Abstract: Introduction: The primary-secondary care interface provides significant opportunities for medication errors to arise. There has been limited research into mechanisms to facilitate seamless transfer across this interface. The aim of this study was to focus on the potential contribution of community pharmacy services at the interface. Materials & Methods: The opinions of community and hospital pharmacists were sought in relation to the current situation by means of questionnaires. A log book of communications between a community pharmacy and hospitals was maintained. A comparison of new discharge and post-discharge prescriptions was also performed. The data was coded and analysed in SPSS v.16. Results: There is currently little communication across the interface at the time of discharge, with 11% of community pharmacists reporting no contact by a hospital at this time and a further 80% stating that they were only contacted occasionally. Hospital pharmacists reported ongoing difficulties in attempting to obtain a medication history on admission. Both parties agreed that the introduction of standard protocols and a designated seamless care pharmacist would improve medication safety at the interface. Most communication occurred between the community pharmacy and hospital on a Friday and also after 3 pm in the evening. When communication did occur the issue was resolved in 81% of all cases. Medication that required a follow up prescription from a patient’s family doctor following a hospital visit was incorrectly transcribed by the family doctor in 27% of cases. Discussions, Conclusion: The involvement of community pharmacists occurs irregularly at present.

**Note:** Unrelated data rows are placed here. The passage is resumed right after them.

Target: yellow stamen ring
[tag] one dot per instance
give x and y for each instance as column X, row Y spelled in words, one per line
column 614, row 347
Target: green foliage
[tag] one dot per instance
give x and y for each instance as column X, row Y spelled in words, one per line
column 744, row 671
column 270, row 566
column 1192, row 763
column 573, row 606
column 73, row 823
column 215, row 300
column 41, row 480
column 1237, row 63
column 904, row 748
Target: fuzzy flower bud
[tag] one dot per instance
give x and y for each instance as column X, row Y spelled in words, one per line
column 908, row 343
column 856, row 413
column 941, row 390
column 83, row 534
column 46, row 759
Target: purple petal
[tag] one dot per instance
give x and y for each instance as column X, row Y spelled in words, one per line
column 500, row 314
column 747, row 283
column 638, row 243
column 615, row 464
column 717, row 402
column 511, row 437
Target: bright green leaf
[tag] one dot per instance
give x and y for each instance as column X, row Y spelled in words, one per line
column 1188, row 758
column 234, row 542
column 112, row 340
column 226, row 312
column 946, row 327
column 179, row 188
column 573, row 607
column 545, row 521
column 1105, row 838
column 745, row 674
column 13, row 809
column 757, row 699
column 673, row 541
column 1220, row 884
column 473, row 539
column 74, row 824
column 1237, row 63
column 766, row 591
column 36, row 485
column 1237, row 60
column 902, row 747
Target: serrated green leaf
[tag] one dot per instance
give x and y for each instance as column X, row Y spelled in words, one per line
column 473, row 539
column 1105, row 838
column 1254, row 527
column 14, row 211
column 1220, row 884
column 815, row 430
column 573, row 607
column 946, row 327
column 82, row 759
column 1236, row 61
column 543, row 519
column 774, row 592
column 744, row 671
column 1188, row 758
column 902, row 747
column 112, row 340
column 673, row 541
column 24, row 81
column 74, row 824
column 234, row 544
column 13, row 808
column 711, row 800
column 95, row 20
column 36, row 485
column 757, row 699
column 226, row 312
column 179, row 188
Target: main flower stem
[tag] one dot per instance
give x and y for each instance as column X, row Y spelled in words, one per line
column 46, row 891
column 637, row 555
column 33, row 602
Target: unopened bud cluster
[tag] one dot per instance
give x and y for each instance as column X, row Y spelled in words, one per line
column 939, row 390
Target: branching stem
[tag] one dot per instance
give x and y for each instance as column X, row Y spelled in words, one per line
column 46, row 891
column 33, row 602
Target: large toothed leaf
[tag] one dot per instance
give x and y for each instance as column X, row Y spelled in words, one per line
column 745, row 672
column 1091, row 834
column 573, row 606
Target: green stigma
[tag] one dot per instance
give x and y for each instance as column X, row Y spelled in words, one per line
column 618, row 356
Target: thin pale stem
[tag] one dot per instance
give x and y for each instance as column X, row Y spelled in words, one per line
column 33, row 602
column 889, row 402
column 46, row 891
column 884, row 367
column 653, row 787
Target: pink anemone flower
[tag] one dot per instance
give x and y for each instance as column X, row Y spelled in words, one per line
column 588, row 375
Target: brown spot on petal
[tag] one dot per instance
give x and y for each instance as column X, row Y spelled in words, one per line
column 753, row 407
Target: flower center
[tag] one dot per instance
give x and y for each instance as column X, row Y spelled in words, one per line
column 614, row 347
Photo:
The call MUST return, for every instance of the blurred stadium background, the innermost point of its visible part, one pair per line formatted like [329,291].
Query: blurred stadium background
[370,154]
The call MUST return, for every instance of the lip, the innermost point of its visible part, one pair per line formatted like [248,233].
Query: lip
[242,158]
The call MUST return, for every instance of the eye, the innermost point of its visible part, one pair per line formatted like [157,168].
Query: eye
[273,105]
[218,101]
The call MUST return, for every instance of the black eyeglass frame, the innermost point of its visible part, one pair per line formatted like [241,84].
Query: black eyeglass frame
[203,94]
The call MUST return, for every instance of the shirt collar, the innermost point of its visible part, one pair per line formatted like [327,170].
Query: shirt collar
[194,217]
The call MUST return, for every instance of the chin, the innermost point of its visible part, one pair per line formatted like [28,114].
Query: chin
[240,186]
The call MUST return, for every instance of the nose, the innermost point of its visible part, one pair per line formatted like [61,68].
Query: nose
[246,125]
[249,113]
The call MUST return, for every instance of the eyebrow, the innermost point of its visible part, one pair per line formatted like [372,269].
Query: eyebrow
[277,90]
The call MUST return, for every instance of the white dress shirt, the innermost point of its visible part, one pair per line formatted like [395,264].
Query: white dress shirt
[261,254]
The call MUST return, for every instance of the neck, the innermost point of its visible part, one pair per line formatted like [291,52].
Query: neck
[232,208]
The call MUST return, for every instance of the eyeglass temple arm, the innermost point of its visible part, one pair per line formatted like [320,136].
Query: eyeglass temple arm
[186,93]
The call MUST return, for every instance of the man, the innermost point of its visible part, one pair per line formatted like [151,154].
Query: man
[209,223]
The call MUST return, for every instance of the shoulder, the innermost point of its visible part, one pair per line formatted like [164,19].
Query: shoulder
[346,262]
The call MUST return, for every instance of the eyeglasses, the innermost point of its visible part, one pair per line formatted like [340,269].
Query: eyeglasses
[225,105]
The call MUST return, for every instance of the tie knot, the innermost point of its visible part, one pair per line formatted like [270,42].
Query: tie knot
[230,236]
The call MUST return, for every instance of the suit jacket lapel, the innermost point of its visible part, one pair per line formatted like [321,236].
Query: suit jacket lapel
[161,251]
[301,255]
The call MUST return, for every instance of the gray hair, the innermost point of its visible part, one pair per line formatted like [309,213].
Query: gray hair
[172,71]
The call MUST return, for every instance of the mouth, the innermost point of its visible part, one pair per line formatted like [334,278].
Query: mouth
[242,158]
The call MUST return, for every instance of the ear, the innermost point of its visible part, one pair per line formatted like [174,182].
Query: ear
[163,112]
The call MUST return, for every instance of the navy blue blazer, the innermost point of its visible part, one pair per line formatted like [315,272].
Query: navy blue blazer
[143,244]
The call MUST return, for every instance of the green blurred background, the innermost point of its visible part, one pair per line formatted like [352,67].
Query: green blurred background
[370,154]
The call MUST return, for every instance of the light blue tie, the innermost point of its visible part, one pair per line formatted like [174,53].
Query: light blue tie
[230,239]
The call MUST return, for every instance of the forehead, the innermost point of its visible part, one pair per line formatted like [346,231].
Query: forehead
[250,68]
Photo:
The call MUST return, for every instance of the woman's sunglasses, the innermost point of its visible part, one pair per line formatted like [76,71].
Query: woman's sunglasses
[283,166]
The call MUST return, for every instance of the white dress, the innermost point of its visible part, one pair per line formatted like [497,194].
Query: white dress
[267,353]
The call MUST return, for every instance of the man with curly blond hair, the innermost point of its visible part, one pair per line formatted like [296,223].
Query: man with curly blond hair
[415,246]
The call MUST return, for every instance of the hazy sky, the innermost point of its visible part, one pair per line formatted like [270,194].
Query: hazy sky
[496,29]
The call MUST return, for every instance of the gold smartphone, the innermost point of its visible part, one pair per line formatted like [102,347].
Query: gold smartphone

There is dissatisfaction with the current situation. Pharmacists at either side of the interface are aware of the importance of the role that the other plays in seamless care, with both parties favouring the introduction of processes to facilitate seamless care at the interface. The involvement of the community pharmacist in the discharge process, through the dispensing of hospital discharge prescriptions, helped to reduce the number of medication errors that could occur at the primary-secondary care interface.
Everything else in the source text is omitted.